Les indicateurs économiques à surveiller
Au-delà des signaux techniques, plusieurs indicateurs macroéconomiques annoncent souvent l’arrivée d’une phase baissière. Sur le plan économique, surveillez la hausse brutale du taux de chômage, révélateur d’un ralentissement. Les augmentations répétées des taux directeurs par les banques centrales freinent l’investissement et la consommation. Un ralentissement marqué de la croissance du PIB ou une inflation galopante créent un terrain favorable aux replis boursiers.
Les signaux de marché sont tout aussi révélateurs. Quand le pessimisme médiatique devient omniprésent et que les analyses baissières se multiplient, le sentiment de marché bascule. Des ratios cours/bénéfices excessivement élevés signalent une surchauffe avant la correction. Paradoxalement, une phase d’euphorie excessive précède souvent le retournement.
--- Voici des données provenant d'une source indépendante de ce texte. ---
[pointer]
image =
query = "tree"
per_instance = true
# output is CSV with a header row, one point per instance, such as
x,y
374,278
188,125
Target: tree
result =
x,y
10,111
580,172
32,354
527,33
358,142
Le contexte géopolitique joue également un rôle déterminant. Les crises géopolitiques majeures comme les conflits armés ou les tensions internationales créent de l’incertitude. Les chocs économiques imprévus, qu’il s’agisse de pandémies ou de crises énergétiques, peuvent déclencher des replis violents et rapides.
Quels exemples marquants de bear markets ?
L’histoire des places boursières est jalonnée de phases baissières dont l’analyse éclaire les mécanismes de ces phénomènes cycliques.
La crise des subprimes de 2007 à 2009
Ce marché baissier a duré 17 mois et reste gravé dans les mémoires comme le plus violent depuis 1929. Le S&P 500 a chuté de plus de 50% depuis son pic d’octobre 2007. Les bourses européennes ont subi le même sort avec le CAC 40 et les autres indices du Vieux Continent dévastés.
Cette crise financière systémique mondiale a été déclenchée par l’éclatement de la bulle immobilière américaine. Les produits financiers toxiques liés aux subprimes, ces prêts immobiliers à risque, ont contaminé l’ensemble du système bancaire. La faillite de Lehman Brothers en septembre 2008 a provoqué un effet domino, paralysant le crédit interbancaire et transformant la régulation financière mondiale.
Le bear market crypto de 2022
Le Bitcoin est passé de 67 000 dollars en novembre 2021 à 16 000 dollars en novembre 2022, soit une chute de 76%. Cette baisse étalée sur environ 12 mois illustre la volatilité extrême du secteur des cryptomonnaies.
Plusieurs facteurs ont convergé pour créer cette phase baissière. La hausse des taux d’intérêt de la Fed a rendu les actifs risqués moins attractifs. Les faillites spectaculaires d’acteurs majeurs comme FTX et l’effondrement de l’écosystème Terra/Luna ont provoqué une perte de confiance généralisée dans le secteur. Les cryptomonnaies connaissent des cycles plus courts et plus violents que les marchés traditionnels, comme le montrent les précédents de 2018 avec une baisse de 84% et 2014 pour le premier bear market crypto historique.